Planning > Insurance at a Glance
Conventional insurance allows a patient to choose any doctor, and go to virtually any hospital anywhere in the country. You have the assurance that your doctor's medical recommendations are made entirely in your best interest. Managed Care plans are corporations serving large groups of people through a method of financing and delivering health care for a set fee using a network of physicians and other health care providers. The network coordinates and refers patients to its health providers and hospitals, and monitors the amount and patterns of care delivered. Managed care plans usually limit which services patients may receive by using "gatekeepers", or primary care physicians, to make sure services considered unnecessary, or referrals outside the network are kept to a minimum.
An HMO (Health Maintenance Organization) is the most common form of "managed care". It is a group that contracts with medical facilities, physicians, employers and sometimes individual patients to provide medical care to a group of individuals. This care is usually paid for by an employer at a fixed price per patient. Patients generally do not have any significant "out-of-pocket" expenses. An HMO may, however, control the amount of health care the doctor is allowed to provide. Many HMOs require that you choose a primary care doctor from their list. Unless this practitioner decides your medical problem is outside his expertise, you may not receive approval to see a specialist. Likewise, many HMOs limit patients to selected hospitals.

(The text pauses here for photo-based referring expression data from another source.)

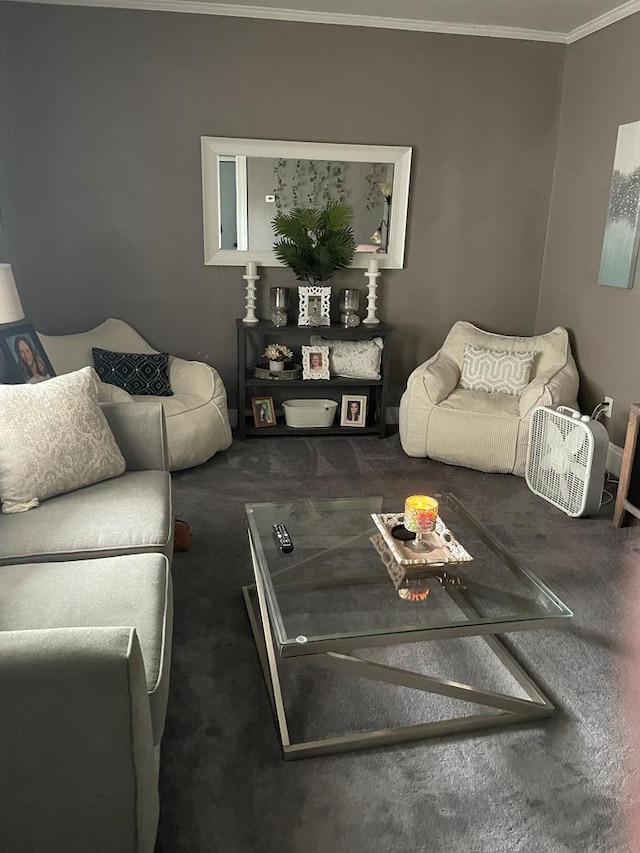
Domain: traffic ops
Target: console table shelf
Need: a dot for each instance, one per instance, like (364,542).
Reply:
(252,339)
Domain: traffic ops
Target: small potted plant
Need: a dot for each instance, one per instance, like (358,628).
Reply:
(277,354)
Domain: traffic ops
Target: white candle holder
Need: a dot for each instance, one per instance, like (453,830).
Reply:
(251,277)
(373,273)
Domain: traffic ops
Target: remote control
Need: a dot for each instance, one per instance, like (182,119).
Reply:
(282,538)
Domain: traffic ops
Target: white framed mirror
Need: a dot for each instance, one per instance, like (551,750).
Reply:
(245,182)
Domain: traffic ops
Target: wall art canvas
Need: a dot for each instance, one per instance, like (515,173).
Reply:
(622,231)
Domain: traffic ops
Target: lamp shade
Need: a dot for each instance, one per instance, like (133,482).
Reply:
(10,305)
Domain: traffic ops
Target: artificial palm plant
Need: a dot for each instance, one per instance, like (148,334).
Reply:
(314,243)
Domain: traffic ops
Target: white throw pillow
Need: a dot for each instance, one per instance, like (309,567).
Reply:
(353,359)
(54,438)
(495,370)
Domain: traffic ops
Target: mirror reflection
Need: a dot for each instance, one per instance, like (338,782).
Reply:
(254,189)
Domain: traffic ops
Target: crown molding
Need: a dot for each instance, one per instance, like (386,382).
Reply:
(203,7)
(603,21)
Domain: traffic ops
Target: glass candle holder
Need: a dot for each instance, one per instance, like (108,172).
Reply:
(279,302)
(420,515)
(349,304)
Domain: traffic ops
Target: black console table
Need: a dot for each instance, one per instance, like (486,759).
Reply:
(252,340)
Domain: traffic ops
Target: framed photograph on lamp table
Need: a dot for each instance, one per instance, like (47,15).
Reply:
(353,411)
(25,354)
(315,363)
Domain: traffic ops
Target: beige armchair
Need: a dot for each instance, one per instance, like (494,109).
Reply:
(196,415)
(484,430)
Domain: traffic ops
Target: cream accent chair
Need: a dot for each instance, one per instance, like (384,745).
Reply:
(196,415)
(477,429)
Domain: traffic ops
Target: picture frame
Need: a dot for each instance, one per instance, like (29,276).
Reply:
(314,305)
(315,362)
(353,411)
(264,414)
(25,358)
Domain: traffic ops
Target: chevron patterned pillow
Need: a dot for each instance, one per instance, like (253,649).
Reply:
(495,370)
(145,374)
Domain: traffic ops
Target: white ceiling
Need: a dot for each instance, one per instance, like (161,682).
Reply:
(542,20)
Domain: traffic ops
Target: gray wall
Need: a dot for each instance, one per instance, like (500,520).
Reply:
(600,93)
(10,246)
(108,107)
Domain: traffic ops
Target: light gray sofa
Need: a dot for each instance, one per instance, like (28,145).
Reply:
(85,648)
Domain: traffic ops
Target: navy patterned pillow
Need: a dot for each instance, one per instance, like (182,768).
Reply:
(135,372)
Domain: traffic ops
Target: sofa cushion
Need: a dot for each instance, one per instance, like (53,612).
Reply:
(134,372)
(132,591)
(126,515)
(495,370)
(54,438)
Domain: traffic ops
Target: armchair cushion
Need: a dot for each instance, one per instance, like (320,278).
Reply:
(134,372)
(54,438)
(495,370)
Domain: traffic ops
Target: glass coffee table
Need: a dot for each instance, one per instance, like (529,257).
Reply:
(346,586)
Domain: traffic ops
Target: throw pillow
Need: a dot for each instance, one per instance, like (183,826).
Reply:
(54,438)
(353,359)
(495,370)
(135,372)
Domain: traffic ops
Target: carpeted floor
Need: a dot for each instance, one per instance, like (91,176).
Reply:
(548,787)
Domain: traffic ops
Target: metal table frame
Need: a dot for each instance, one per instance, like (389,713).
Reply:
(334,654)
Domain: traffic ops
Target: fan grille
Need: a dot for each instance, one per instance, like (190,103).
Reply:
(559,459)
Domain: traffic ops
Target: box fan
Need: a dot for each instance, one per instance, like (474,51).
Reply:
(566,459)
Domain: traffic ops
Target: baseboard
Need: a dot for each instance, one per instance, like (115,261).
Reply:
(614,459)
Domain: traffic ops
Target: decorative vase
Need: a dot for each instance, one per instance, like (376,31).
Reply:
(279,299)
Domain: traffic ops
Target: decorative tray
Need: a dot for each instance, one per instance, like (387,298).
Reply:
(264,373)
(401,563)
(446,548)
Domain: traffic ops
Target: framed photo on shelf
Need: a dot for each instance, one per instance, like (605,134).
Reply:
(25,357)
(314,305)
(263,412)
(315,363)
(353,411)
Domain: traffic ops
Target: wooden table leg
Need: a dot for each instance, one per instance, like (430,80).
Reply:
(623,505)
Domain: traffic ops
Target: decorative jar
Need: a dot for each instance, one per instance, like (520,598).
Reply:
(349,304)
(279,302)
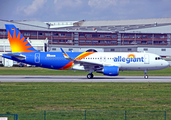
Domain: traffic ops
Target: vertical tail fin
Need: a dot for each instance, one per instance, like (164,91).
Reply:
(17,41)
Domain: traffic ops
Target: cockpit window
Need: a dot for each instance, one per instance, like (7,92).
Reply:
(158,58)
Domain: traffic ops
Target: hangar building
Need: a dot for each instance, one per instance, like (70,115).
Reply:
(149,35)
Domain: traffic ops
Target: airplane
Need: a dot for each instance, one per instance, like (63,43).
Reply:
(107,63)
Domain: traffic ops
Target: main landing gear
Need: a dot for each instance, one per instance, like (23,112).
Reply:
(145,74)
(90,76)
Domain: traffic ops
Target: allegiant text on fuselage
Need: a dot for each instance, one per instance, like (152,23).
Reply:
(129,59)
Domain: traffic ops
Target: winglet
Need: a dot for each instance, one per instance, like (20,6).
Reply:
(66,55)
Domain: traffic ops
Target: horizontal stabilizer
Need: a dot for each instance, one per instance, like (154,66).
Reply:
(66,55)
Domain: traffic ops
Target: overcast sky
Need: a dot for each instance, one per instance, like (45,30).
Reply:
(90,10)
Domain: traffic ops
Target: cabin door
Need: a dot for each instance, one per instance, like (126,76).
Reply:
(146,59)
(37,57)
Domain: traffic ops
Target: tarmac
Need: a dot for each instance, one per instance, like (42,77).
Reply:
(45,78)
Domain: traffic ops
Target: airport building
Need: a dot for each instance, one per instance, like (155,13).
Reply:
(149,35)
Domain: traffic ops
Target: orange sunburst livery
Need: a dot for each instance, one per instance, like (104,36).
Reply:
(67,66)
(17,44)
(83,55)
(131,55)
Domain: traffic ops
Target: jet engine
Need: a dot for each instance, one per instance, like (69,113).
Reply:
(109,70)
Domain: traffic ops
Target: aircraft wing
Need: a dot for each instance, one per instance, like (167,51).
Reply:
(16,56)
(87,64)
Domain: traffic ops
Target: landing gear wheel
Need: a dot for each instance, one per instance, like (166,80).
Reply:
(146,76)
(90,75)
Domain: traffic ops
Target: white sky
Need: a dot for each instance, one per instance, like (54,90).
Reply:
(90,10)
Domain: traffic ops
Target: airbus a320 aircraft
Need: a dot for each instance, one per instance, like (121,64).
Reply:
(108,63)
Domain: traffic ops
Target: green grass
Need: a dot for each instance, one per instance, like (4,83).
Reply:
(43,71)
(28,100)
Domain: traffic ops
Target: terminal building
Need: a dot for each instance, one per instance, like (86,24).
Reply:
(139,35)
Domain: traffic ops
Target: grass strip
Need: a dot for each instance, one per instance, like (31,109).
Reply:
(35,97)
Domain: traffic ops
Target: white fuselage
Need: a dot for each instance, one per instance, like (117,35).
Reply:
(126,61)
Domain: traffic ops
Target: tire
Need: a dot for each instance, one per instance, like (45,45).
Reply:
(90,76)
(146,76)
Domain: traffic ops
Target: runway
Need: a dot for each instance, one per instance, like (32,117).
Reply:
(125,79)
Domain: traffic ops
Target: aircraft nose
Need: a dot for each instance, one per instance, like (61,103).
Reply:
(166,64)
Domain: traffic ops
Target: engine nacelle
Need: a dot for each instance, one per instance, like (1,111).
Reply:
(110,70)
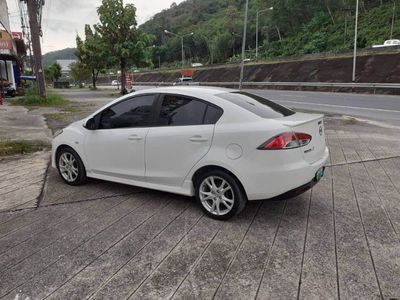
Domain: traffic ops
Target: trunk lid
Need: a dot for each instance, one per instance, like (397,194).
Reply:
(313,125)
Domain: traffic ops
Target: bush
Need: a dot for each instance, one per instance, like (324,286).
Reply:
(20,147)
(33,99)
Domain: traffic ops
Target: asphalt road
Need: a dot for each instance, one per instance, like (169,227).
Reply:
(375,107)
(382,108)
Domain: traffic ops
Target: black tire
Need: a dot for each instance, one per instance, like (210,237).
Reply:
(239,196)
(78,179)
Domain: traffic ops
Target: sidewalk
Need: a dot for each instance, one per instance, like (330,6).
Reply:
(22,176)
(18,123)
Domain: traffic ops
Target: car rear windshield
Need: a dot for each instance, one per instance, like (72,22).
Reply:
(260,106)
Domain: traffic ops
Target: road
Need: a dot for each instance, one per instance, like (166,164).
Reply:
(382,108)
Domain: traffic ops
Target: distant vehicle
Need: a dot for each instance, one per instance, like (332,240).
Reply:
(115,83)
(185,81)
(8,88)
(223,146)
(388,43)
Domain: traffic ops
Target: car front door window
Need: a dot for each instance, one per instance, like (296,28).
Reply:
(135,112)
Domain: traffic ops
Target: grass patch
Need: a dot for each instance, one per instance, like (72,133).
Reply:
(20,147)
(33,99)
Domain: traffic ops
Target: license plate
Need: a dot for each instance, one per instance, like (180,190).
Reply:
(319,174)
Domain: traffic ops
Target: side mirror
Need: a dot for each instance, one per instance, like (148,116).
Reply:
(91,124)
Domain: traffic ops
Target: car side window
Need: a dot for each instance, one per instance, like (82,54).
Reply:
(134,112)
(212,114)
(180,111)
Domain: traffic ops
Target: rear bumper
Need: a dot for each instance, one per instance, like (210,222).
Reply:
(290,179)
(298,191)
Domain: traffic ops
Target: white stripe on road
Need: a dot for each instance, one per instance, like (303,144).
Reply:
(340,106)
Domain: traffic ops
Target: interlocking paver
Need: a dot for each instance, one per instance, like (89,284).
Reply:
(282,272)
(22,181)
(111,241)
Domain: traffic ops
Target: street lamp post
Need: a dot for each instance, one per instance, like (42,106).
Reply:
(181,37)
(355,45)
(243,45)
(257,17)
(393,17)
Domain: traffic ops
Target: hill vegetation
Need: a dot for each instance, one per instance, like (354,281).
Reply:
(292,27)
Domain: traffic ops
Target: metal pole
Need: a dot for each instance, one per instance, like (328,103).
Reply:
(394,13)
(243,45)
(355,46)
(182,51)
(258,12)
(37,51)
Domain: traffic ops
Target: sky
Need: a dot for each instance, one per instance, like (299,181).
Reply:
(62,20)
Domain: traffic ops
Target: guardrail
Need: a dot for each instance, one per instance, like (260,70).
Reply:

A PPO (Preferred Provider Organization) is a managed care organization that contracts with a network of doctors, hospitals and other health care providers who deliver services for set fees, usually at a discount to the managed care organization. In a PPO, consumers must choose primary health providers from an approved list and must pay extra for specialty services received outside the PPO group.

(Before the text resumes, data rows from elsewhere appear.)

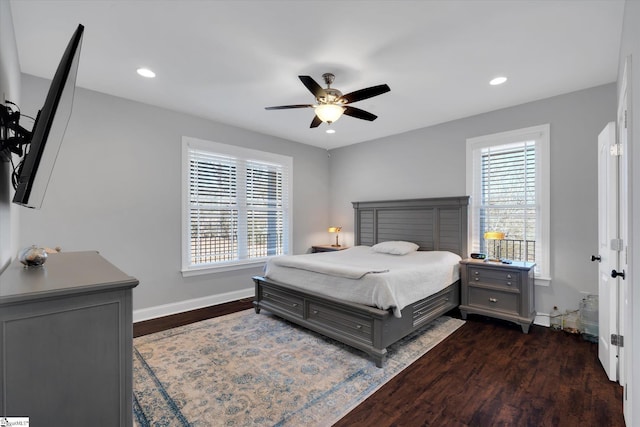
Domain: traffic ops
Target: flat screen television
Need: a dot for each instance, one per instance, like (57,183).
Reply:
(48,130)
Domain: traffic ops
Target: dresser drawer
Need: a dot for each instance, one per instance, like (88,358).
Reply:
(328,317)
(290,303)
(500,278)
(494,300)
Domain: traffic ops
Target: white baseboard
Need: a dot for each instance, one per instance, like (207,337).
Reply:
(542,319)
(192,304)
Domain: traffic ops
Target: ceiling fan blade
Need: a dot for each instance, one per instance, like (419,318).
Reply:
(369,92)
(313,86)
(315,122)
(359,114)
(285,107)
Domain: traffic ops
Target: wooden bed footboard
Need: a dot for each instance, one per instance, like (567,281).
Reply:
(366,328)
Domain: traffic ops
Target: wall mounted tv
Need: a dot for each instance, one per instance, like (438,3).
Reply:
(48,130)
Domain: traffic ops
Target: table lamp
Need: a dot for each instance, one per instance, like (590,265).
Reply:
(337,231)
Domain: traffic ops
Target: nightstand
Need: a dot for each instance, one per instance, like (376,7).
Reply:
(494,289)
(327,248)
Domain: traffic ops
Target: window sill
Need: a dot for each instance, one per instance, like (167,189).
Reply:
(231,266)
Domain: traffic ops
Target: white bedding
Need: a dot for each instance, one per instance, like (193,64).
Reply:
(360,275)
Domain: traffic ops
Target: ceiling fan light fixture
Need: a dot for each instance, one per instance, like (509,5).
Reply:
(498,81)
(329,113)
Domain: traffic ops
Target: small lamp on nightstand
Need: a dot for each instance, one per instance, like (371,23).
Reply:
(494,235)
(337,231)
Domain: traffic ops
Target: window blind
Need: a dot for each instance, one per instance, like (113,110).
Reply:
(238,207)
(508,199)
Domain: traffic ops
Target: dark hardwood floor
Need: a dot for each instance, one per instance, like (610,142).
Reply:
(487,373)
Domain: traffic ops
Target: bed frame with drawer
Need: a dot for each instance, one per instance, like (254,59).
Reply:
(434,224)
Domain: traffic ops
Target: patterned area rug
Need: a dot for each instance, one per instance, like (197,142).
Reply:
(248,369)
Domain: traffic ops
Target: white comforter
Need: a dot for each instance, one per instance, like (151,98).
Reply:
(363,276)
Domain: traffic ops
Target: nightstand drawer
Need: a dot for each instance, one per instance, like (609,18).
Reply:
(494,300)
(508,279)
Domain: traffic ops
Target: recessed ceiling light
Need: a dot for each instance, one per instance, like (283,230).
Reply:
(498,81)
(145,72)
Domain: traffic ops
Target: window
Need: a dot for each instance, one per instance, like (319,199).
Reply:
(236,206)
(508,180)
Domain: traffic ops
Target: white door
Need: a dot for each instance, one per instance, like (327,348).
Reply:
(608,256)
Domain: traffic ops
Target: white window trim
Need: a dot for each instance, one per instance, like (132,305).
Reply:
(543,193)
(236,151)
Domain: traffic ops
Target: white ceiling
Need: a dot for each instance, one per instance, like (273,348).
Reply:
(227,60)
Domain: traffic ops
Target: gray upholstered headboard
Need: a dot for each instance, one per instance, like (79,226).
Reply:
(434,224)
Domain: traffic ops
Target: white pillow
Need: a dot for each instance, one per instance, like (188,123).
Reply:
(395,247)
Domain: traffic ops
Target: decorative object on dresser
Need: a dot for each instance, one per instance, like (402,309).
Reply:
(504,291)
(438,224)
(337,231)
(494,235)
(66,342)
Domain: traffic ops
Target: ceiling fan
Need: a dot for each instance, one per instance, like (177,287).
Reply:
(331,103)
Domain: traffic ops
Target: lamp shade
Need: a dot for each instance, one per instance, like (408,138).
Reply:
(329,113)
(494,235)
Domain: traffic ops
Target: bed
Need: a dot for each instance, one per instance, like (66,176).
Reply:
(436,224)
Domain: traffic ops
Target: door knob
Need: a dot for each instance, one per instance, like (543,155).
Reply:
(615,274)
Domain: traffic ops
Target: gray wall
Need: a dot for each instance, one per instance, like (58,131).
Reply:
(10,90)
(430,162)
(116,188)
(630,48)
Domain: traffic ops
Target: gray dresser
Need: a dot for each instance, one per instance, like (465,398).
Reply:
(504,291)
(66,342)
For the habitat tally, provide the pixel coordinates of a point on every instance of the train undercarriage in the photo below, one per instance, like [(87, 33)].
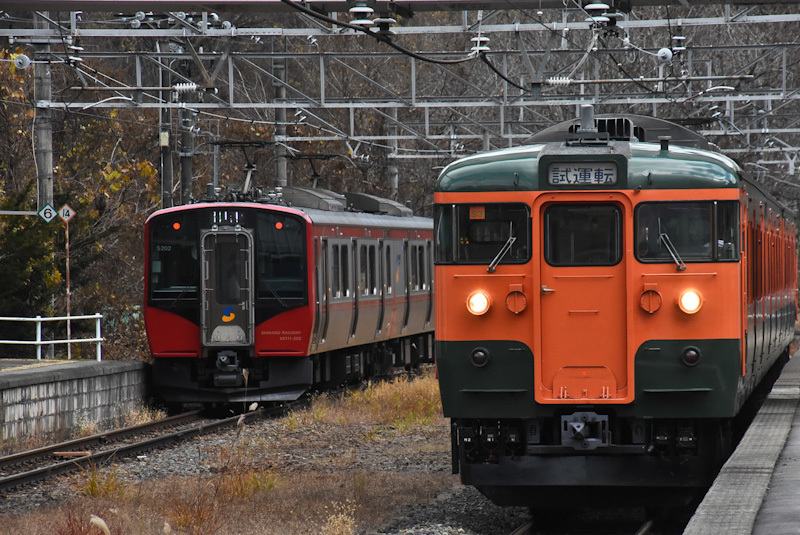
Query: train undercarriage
[(228, 376)]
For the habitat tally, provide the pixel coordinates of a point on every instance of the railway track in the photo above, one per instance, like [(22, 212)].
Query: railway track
[(50, 461), (646, 527)]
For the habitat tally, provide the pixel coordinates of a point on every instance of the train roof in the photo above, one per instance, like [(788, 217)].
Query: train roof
[(642, 165), (324, 207), (626, 127), (639, 151)]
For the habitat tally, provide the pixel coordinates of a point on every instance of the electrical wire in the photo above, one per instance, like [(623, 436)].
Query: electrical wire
[(378, 36)]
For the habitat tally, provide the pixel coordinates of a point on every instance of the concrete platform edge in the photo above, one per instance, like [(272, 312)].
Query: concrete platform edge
[(734, 500)]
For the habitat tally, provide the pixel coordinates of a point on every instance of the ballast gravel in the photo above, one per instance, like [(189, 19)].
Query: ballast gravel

A POS (Point of Service Plan) is a health plan whose members can choose their services when they need them, either in the HMO or from a provider outside the HMO, at some cost to the member, or a plan in which the primary provider directs services and referrals.

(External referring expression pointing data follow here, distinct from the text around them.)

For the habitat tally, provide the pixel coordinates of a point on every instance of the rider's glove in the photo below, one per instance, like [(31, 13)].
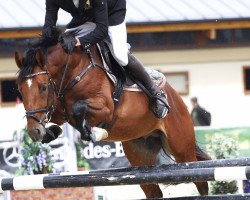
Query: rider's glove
[(85, 46), (49, 32), (68, 43)]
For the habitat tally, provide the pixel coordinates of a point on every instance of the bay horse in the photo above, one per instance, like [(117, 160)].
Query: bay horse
[(133, 123)]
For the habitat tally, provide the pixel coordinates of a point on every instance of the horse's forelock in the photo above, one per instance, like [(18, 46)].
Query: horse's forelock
[(29, 64)]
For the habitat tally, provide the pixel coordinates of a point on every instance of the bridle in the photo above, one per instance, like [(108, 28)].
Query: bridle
[(60, 93), (49, 111)]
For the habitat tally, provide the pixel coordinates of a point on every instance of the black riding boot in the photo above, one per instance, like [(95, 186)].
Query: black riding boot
[(158, 99)]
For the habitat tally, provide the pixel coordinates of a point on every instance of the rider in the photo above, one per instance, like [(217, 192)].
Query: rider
[(104, 18)]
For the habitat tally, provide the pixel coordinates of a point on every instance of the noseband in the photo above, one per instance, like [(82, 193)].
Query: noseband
[(49, 112)]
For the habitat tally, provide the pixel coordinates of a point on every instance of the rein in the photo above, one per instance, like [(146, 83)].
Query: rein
[(59, 93), (50, 111)]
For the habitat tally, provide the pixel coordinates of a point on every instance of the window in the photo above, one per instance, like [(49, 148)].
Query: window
[(179, 81), (9, 92), (246, 79)]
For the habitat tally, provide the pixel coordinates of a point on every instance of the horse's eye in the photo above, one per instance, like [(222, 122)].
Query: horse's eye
[(43, 88)]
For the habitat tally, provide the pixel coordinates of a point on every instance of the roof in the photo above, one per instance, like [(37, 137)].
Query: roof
[(30, 13)]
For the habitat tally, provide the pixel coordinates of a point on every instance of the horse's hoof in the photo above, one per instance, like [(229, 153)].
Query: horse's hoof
[(85, 137), (98, 134)]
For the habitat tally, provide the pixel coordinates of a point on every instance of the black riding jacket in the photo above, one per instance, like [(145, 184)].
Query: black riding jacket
[(103, 13)]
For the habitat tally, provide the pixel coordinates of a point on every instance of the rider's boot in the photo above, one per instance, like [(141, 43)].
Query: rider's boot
[(158, 98)]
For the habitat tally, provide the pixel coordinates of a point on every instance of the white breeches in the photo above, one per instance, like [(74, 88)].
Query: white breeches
[(118, 37)]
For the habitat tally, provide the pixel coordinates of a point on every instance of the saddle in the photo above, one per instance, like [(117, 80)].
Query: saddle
[(118, 74)]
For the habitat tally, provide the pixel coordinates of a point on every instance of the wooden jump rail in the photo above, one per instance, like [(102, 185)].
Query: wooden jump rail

Medicare is a health insurance program for people 65 years of age and older, some people with disabilities under age 65 and people with end-stage renal disease requiring dialysis or transplant. Medicare has two parts, Part A and Part B.
Part A covers hospital insurance; most people do not have to pay for Part A. This helps pay for care in hospitals as an inpatient, critical access hospitals (small facilities in rural areas with limited inpatient and outpatient services), skilled nursing facilities, hospice care and some home health care.
Part B covers medical insurance; most people pay monthly for Part B. This helps pay for doctors, services, outpatient hospital care and some other medical services that Part A does not cover, such as physical and occupational therapy and some home health care. Part B helps pay for these services when they are medically necessary.
Medicaid is a jointly funded federal/state health insurance program for certain low-income and needy people. It covers approximately 36 million individuals including children, the elderly, the blind and/or disabled and people who are eligible to receive federally assisted income maintenance payments.